Cardinal John Njue and Deputy President William Ruto during a church harambee.

 

Cardinal John Njue may have taken to heart the exhortation to lay up treasures in heaven, where neither moth nor rust doth corrupt and thieves do not break through nor steal.

While he served the Catholic Church, Njue appeared to have a serious disdain for money.

His biographer Waithaka Waihenya says if you met Njue, frisked his pockets and even turned him upside down, no coin or currency notes would fall.

When Njue’s father gave him land in Embu, the bishop gave it out to his siblings, not wanting any property to derail his devotion to God.

The biography titled Feeling with the Church: Cardinal Njue’s Long Service in the Catholic Church says Njue had no bank accounts nor any property to his name.

“To him, money and property meant nothing and he believed that it should be the same for the priests...” it reads.

After celebrating mass at Nairobi’s St Peter Claver one day, some faithful collected cash, put it in an envelope and gave Father Stephen Karingu to pass to Njue as a token.

“It must have been a lot of money ... because that envelope was bulging,” Fr.

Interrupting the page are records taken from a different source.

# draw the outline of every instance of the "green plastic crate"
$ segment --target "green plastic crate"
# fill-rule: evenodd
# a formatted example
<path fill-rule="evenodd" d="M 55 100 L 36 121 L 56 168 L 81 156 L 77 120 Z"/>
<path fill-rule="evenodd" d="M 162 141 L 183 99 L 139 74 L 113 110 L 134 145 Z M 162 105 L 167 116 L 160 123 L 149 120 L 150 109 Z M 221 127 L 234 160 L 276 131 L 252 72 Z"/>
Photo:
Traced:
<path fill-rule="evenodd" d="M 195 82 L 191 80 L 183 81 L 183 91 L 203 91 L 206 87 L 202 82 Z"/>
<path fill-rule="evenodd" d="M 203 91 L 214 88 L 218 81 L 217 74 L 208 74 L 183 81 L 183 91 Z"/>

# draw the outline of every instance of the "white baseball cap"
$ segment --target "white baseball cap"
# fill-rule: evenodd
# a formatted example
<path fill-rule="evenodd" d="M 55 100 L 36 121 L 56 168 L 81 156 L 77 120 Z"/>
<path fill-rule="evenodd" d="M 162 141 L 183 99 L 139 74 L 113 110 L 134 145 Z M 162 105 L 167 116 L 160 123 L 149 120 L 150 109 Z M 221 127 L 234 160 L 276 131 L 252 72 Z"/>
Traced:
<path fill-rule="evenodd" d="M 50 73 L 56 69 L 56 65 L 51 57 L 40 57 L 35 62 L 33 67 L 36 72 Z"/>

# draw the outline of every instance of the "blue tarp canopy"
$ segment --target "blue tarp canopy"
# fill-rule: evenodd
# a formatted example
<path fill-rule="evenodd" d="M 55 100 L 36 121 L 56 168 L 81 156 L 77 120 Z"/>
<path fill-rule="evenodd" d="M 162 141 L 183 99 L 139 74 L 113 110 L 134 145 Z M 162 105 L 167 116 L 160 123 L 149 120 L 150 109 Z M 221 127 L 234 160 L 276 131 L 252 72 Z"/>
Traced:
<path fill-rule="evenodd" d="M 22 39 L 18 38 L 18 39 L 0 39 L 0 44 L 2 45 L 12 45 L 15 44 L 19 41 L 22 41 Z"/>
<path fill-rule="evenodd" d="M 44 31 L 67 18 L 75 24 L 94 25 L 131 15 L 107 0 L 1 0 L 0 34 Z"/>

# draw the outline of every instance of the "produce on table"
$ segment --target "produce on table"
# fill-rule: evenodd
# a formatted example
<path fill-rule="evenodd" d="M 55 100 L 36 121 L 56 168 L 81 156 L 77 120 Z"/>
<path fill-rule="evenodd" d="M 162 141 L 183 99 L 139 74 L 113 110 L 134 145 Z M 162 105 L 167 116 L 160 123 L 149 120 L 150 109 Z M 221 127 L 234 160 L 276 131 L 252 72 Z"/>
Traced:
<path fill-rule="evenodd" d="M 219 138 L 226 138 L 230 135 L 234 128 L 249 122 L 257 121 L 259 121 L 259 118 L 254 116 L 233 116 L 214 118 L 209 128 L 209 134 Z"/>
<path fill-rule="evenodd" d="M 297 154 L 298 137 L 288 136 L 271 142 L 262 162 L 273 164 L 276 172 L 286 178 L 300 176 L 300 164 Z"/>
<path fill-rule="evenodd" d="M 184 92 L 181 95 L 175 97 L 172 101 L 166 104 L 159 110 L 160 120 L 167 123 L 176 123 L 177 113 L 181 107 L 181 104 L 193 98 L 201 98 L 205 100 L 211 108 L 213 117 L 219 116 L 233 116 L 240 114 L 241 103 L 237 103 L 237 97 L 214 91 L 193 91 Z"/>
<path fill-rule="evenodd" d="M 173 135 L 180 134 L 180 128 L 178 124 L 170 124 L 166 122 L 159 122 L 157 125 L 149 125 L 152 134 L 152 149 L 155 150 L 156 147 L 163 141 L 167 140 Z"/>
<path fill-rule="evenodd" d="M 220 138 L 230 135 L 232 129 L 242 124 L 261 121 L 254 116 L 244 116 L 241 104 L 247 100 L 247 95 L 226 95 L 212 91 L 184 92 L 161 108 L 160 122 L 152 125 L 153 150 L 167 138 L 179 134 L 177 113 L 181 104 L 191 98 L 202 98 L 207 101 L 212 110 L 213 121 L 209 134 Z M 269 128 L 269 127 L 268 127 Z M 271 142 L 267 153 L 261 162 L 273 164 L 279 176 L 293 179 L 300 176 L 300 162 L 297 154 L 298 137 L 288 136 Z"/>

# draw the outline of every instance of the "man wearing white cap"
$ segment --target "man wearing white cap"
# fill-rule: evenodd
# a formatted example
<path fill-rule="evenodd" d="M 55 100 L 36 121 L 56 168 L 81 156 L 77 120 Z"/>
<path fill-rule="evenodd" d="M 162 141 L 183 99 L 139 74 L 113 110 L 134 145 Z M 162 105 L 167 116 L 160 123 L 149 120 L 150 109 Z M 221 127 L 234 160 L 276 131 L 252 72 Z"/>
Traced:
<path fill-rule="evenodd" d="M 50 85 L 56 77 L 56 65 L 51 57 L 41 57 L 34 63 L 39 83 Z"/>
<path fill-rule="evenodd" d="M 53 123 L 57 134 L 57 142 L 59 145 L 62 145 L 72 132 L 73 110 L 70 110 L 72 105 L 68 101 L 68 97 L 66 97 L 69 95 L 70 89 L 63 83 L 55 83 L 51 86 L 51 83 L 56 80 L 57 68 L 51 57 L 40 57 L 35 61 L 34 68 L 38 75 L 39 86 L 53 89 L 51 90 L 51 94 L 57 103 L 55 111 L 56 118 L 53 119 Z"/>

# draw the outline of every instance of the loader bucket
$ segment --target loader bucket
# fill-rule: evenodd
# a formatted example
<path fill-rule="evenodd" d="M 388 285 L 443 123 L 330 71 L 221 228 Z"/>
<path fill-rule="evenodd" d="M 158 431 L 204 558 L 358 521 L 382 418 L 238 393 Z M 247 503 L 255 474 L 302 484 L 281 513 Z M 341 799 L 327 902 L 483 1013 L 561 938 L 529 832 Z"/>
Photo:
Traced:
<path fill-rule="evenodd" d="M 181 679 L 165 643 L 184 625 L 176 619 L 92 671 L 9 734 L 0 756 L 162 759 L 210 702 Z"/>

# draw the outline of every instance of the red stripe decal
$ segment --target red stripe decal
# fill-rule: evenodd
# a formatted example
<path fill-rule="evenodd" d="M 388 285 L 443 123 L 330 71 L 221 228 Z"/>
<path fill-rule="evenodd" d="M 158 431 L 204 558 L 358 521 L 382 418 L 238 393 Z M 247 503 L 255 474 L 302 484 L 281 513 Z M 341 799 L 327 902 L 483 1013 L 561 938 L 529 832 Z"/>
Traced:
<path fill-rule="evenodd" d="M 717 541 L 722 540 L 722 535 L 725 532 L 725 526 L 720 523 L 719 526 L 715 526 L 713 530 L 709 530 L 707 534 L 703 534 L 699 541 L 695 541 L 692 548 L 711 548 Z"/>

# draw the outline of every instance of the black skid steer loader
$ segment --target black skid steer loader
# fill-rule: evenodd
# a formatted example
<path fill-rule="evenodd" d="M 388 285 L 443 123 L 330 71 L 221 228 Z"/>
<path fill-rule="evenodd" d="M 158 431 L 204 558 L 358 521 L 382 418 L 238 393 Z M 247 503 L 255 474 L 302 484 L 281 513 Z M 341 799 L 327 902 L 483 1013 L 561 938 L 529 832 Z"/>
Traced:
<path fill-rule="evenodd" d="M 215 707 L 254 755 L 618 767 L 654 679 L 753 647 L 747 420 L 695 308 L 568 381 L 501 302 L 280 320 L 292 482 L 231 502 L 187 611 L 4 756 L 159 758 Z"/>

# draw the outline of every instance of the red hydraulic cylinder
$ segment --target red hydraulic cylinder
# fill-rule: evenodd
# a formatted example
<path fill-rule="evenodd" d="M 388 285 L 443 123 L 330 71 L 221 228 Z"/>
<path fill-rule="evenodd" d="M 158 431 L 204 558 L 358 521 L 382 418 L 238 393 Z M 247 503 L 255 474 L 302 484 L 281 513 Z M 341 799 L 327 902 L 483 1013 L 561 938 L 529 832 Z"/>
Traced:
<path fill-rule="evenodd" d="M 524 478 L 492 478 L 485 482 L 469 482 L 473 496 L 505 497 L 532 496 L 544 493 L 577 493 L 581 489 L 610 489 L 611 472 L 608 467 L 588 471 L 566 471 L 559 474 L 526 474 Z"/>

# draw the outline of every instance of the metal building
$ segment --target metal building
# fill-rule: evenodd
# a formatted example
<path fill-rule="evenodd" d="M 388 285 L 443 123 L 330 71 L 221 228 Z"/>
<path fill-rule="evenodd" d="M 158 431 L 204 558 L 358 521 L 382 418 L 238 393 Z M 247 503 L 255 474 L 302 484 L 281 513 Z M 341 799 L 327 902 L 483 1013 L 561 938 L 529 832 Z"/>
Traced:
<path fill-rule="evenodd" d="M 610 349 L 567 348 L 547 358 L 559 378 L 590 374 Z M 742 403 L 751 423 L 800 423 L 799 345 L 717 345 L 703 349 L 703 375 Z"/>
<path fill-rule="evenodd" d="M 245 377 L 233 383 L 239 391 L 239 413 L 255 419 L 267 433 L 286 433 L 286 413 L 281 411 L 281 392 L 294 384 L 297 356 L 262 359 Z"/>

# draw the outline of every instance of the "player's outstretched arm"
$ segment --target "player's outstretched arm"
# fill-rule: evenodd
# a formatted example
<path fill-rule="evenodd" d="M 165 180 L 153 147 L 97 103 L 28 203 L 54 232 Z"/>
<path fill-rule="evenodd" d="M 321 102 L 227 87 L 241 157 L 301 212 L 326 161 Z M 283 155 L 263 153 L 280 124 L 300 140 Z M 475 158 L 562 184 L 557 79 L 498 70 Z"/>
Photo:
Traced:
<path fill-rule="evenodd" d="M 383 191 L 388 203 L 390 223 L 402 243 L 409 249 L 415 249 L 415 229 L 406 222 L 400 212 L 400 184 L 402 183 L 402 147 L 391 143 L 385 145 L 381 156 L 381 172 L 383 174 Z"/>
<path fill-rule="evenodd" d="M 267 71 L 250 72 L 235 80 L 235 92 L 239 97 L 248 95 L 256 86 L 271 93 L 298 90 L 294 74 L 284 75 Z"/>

Karingu says.

When he handed the envelope, Njue looked at it and was about to decline but accepted it anyway.

As he got to his car, a church member approached him and proceeded to “pour all his problems to him”.

“The Cardinal reached back to his pocket, took out the envelope he had been given and without even counting the money or getting to know how much it was, he handed the entire envelope to the man,” the book reads.

Fr Karingu says he could not believe what he was seeing. “The man just gave a way the money, just like that.”

It was not the first nor the last time Njue gave money away.

“When he was given money by anyone, he used to say: ‘They did not give this money to me because I am Njue. They gave the Cardinal and therefore it belongs to the flock’,” the biography reads.

It describes him as a dyed-in-the-wool believer in the Christian teaching that a man of God will always reap where he worked. The belief put him at vicious loggerheads with the priests in the city.

When he took the reins in the city, Njue demanded that priests adopt a similar outlook to money as his.

He pushed to cap their remuneration at Sh10,000 and raise the contribution from their churches to the Nairobi archdiocese from five to 30 per cent.

The priests rejected the proposal, telling Njue to do anything but not touch a shilling of their earnings.

He believed, the biography says, that if priests worked for the faithful properly, “they would never hunger or thirst or want for anything”.

Njue retired as the head of the Catholic Church in Kenya in January, bringing his reign as archbishop of Nairobi (since 2007) to an end.